Yusuf, 43-45 yaşlarında bir insan, ama yırtık-pırtık, döküntü ve kirli elbisenin içinde, saçı sakalı bir birine karışmış bir durumda, 55-60 yaşlarında bir görüntüye sahip… Kendisini öylesine bırakmış ki, deli-divane bir eda ile, her gün sokakları ileri-geri durmadan arşınlıyor…Ailesi olmadığından, nerde akşam orda sabah cinsinden acınası bir hayat…
Bir kaç defa konuşmayı istedim, ama her defasında bu isteğim akamete uğradı, gerçekleşmedi.
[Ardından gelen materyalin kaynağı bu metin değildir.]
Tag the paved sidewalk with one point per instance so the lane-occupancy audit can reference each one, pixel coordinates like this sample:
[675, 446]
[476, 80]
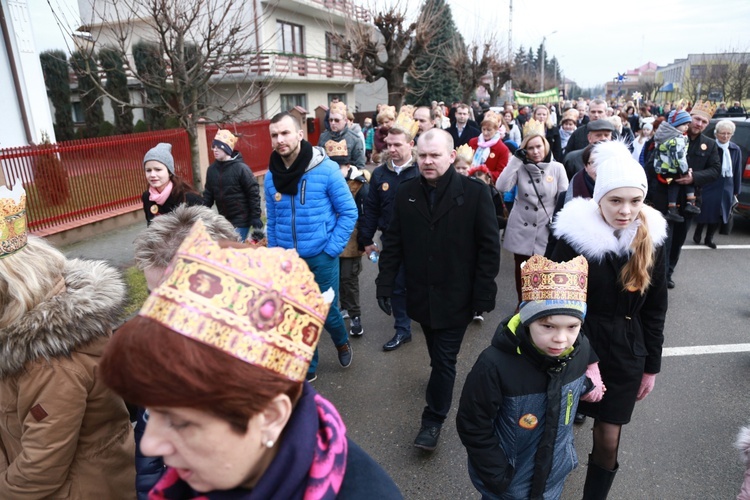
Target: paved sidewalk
[115, 246]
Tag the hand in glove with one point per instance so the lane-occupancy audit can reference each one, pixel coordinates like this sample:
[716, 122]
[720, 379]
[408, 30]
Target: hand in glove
[647, 385]
[384, 303]
[597, 392]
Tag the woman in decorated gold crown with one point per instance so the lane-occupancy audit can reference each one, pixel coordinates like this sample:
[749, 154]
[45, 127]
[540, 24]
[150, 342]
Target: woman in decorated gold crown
[218, 355]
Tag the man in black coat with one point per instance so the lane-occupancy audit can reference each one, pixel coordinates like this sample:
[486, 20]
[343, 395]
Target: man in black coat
[579, 138]
[444, 231]
[704, 162]
[464, 129]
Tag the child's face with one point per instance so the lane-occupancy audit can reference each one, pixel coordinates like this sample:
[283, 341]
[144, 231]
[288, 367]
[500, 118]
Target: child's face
[553, 335]
[461, 167]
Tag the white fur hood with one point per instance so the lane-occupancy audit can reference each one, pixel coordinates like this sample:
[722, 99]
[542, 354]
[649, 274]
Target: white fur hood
[582, 226]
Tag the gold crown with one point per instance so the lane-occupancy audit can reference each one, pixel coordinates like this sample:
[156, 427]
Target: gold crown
[226, 137]
[533, 127]
[704, 108]
[465, 153]
[334, 148]
[405, 121]
[13, 230]
[338, 108]
[543, 279]
[260, 305]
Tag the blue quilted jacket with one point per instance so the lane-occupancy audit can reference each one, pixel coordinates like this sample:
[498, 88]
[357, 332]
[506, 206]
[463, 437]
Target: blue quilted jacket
[319, 218]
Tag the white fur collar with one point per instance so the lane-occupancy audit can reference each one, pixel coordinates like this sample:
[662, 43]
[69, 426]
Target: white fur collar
[583, 227]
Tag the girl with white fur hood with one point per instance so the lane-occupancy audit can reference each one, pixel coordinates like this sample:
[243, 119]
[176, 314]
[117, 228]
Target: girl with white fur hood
[623, 241]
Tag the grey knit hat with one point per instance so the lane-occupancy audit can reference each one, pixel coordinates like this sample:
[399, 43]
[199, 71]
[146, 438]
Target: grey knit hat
[162, 153]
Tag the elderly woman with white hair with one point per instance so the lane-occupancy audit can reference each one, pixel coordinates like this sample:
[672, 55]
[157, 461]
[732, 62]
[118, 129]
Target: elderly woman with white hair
[717, 197]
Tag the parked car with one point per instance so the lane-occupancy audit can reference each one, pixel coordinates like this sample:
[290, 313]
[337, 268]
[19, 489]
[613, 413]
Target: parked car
[742, 139]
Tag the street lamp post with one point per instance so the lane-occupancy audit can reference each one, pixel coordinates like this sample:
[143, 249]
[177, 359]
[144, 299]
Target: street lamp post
[544, 40]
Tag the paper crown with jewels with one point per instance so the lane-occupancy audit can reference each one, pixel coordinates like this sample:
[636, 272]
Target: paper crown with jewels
[549, 288]
[465, 153]
[406, 122]
[705, 109]
[13, 230]
[338, 107]
[533, 127]
[260, 305]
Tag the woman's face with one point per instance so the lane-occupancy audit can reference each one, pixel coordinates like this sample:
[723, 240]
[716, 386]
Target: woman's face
[621, 206]
[723, 136]
[488, 132]
[157, 175]
[535, 149]
[204, 450]
[541, 114]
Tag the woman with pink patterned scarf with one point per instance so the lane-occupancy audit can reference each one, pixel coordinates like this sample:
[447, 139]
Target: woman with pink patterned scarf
[218, 355]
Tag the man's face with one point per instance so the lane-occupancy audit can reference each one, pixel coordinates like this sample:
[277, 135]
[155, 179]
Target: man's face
[697, 125]
[599, 135]
[422, 115]
[285, 138]
[434, 157]
[462, 116]
[597, 111]
[337, 122]
[399, 148]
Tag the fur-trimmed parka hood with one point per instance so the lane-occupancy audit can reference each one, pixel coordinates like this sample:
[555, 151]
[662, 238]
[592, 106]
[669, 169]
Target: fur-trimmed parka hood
[580, 223]
[85, 310]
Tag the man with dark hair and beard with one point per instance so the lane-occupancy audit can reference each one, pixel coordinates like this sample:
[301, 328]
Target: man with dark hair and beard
[310, 209]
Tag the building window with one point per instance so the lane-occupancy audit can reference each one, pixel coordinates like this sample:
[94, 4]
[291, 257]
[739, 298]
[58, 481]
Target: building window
[288, 101]
[290, 38]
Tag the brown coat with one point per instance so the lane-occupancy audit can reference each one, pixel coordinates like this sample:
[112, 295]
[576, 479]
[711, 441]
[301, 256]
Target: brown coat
[63, 434]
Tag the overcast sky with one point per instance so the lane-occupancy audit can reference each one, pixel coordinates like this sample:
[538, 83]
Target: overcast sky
[595, 40]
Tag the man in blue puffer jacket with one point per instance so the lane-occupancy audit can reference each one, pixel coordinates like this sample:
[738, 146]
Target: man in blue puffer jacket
[310, 209]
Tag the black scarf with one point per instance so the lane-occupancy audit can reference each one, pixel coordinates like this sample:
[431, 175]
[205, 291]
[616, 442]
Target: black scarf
[285, 180]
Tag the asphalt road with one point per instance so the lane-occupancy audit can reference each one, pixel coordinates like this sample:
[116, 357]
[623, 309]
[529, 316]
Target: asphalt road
[679, 444]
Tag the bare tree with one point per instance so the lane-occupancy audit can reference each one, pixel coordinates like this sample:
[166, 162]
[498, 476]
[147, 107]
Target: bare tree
[210, 50]
[388, 47]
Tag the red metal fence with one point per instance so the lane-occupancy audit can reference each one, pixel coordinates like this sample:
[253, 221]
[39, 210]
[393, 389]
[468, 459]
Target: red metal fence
[75, 180]
[254, 142]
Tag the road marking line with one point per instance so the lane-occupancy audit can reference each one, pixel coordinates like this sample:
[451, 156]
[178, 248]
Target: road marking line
[705, 349]
[718, 247]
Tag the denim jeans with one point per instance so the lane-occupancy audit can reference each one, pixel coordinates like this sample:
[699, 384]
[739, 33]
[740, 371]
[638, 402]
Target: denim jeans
[326, 271]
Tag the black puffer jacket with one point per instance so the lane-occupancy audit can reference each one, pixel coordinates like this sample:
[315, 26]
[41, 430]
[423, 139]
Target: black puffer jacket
[232, 186]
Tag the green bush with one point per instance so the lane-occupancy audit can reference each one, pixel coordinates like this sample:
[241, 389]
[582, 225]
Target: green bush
[140, 127]
[106, 129]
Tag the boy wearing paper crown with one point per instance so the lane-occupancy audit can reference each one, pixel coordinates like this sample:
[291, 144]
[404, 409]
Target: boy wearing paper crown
[232, 186]
[516, 412]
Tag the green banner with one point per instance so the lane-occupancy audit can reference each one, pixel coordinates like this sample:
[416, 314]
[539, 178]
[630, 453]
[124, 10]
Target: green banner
[551, 95]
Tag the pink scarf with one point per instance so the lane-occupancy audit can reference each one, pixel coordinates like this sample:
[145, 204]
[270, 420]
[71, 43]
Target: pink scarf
[157, 197]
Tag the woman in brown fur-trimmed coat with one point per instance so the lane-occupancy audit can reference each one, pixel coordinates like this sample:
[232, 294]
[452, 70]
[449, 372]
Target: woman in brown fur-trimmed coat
[63, 434]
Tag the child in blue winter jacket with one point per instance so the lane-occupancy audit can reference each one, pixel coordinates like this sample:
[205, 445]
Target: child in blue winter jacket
[670, 162]
[517, 407]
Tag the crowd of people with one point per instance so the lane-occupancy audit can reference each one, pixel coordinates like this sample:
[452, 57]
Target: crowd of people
[594, 201]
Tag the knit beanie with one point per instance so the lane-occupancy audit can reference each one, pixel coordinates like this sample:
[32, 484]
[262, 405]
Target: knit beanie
[162, 153]
[225, 140]
[677, 118]
[549, 288]
[616, 168]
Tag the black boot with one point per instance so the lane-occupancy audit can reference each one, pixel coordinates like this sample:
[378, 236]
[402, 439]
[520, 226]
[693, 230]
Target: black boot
[598, 481]
[698, 234]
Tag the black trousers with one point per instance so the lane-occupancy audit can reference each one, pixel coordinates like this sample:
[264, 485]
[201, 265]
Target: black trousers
[443, 346]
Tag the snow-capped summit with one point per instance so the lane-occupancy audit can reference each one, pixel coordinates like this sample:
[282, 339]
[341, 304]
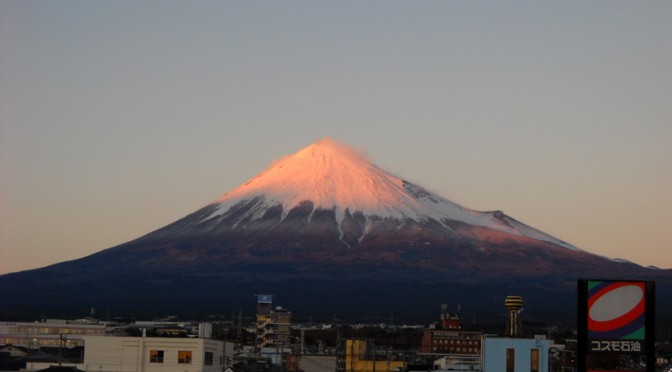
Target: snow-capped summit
[334, 176]
[331, 232]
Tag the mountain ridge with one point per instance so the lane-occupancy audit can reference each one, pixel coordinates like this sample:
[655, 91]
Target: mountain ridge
[324, 217]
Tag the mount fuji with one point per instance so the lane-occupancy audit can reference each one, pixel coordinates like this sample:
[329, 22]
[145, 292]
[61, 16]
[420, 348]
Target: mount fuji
[327, 232]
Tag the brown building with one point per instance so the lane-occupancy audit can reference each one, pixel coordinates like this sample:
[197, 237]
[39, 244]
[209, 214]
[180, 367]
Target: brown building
[448, 338]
Bir gün olanca cesaretimi topladım, yanına iyice sokuldum ve selam verdim; sert bakışlarla beni aşağıdan yukarıya bir süzdü, ardını dönerek, hızlı adımlarla uzaklaşmaya başladı.
Arkasından koştum, koluna girdim ve yürüdük…Sahilde sakin bir yere oturduk, uzun süre bakıştık…Adın ne, diye sordum, Yusuf, dedi. Neden böyle perişansın, kendini bırakmışsın dedim. benim dünyam gizemlidir, girmeye kalkma, dedi. Israr ettim, kendisini tanımak, halini bilmek istediğimi söyledim, olmaz diye ret etti. Kararlı olduğumu anlayınca, gözlerime öylesine baktı ki, yüreğimin bin bir parçaya bölündüğünü hissettim. Ah o geceler var ya geceler, aydınlanmak bilmeyen karanlık geceler… Beni yedi-bitirdi, dedi. Derin bir oh çekti, anlatmaya başladı:
“Rahmetli babacığım hayatının son demlerini yaşamaktaydı. Henüz 12 yaşında idim. Beni çağırdı, yanına sokuldum, elleriyle hem saçlarımı okşuyor, hem de bana nasihat ediyor, vasiyet ediyordu. Diyordu ki, evladım, Yusuf’um, ben yolun sonuna geldim. Anneni sana, seni de Allah’a emanet ediyorum; annene iyi bak, O’nu üzme, sana emanetimdir….Babacığım, sözlerini bitiremeden can verdi.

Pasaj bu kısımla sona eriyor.